Archives de la catégorie ‘Littérature’

Zombie Nostalgie est le quatrième roman de l’écrivain et réalisateur norvégien Øystein Stene. Traduit en français par Terje Sinding, il est publié chez Actes Sud en 2015.

Quelle est l’histoire ?

Zombie_Nostalgie_1Il existe une île située entre le Groenland, l’Islande et les îles britanniques. Cette île ne se trouve pas sur les cartes. Elle a été effacée par les services de renseignements états-uniens, français et britanniques. Son nom est Labofnia.

Nous sommes en 1989. Le héros se réveille dans un local de stockage de fournitures. Il est nu, amnésique, son corps est froid et blême, il a du mal à se déplacer, il ne peut pas parler. Pris en charge par le service d’accueil de Labofnia, il découvre la vie locale et droit apprendre à vivre comme les autres habitants : bienvenue au pays des morts qui semblent vivants…

 

Et les archives dans tout ça ??

Les archives ont une place prépondérante dans ce roman.
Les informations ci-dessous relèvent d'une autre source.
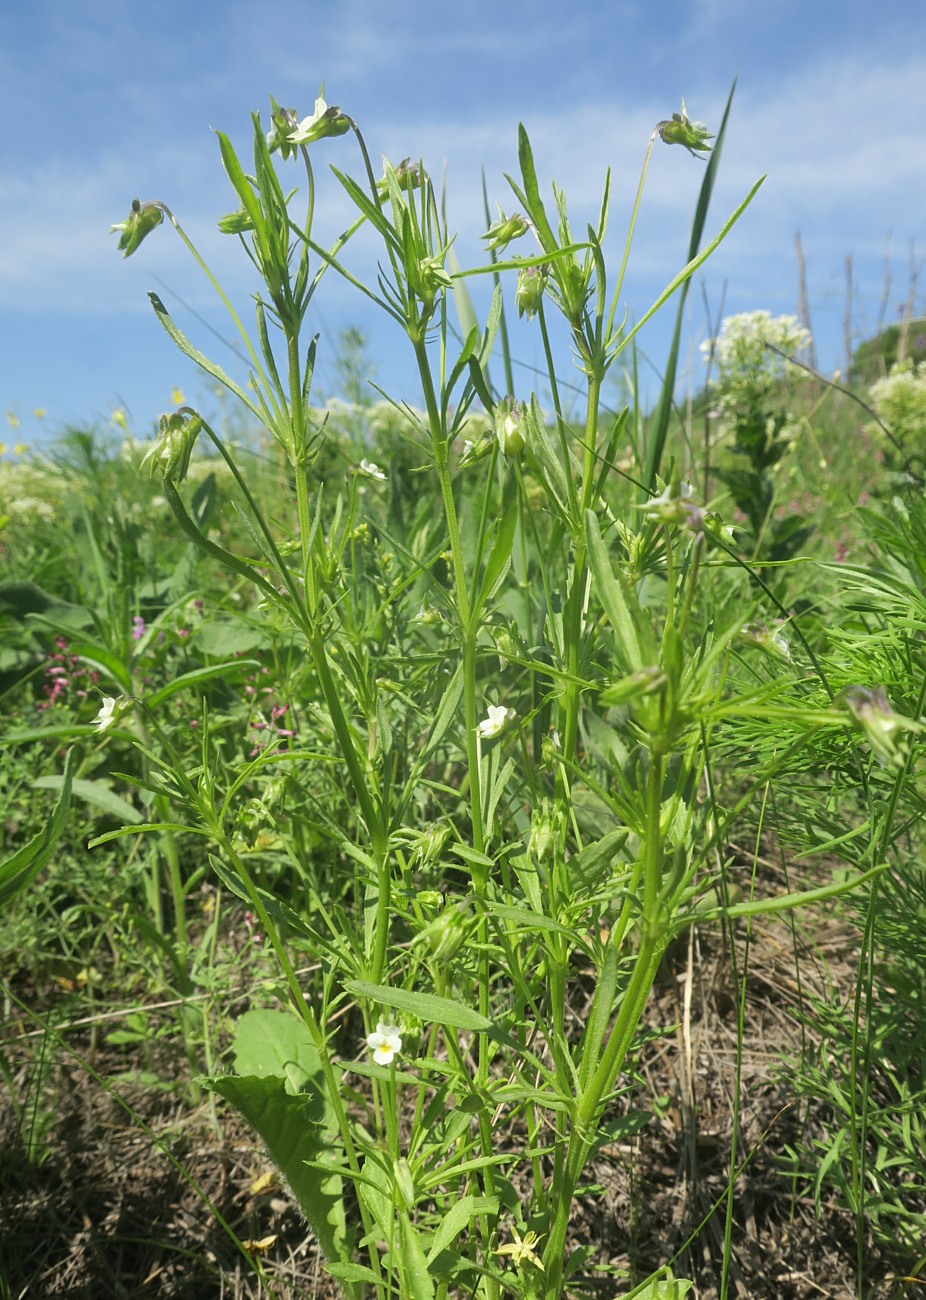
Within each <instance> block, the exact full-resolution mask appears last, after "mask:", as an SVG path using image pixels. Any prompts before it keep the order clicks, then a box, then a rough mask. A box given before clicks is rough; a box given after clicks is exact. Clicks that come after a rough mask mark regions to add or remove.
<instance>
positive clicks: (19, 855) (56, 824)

Le récit alterne les chapitres de deux histoires parallèles : d’abord, nous suivons l’histoire du personnage principal Johannes van der Linden, racontée à la première personne ; puis nous suivons l’histoire de Labofnia telle qu’elle est accessible grâce aux recherches dans les archives municipales. Toutes les informations ont pour sources les archives.

L’auteur semble avoir une bonne connaissance du domaine des archives, au vu de sa description de leur essence : « On peut y lire ce que la ville a été, ce qu’elle est, ce qu’elle aurait pu être, ses stades dépassés, son potentiel, ses défaites et ses victoires. L’histoire de la plupart des villes peut être reconstitué à partir de leurs archives ». Les archives ont aussi leurs propres histoires expliquant des classements parfois étonnants. Ainsi le plus ancien document d’archives est une reliure d’un psautier du Haut Moyen-Âge est archivé dans un dossier du Service du Plan et de l’Architecture, la raison étant qu’il a été probablement retrouvé sur un chantier.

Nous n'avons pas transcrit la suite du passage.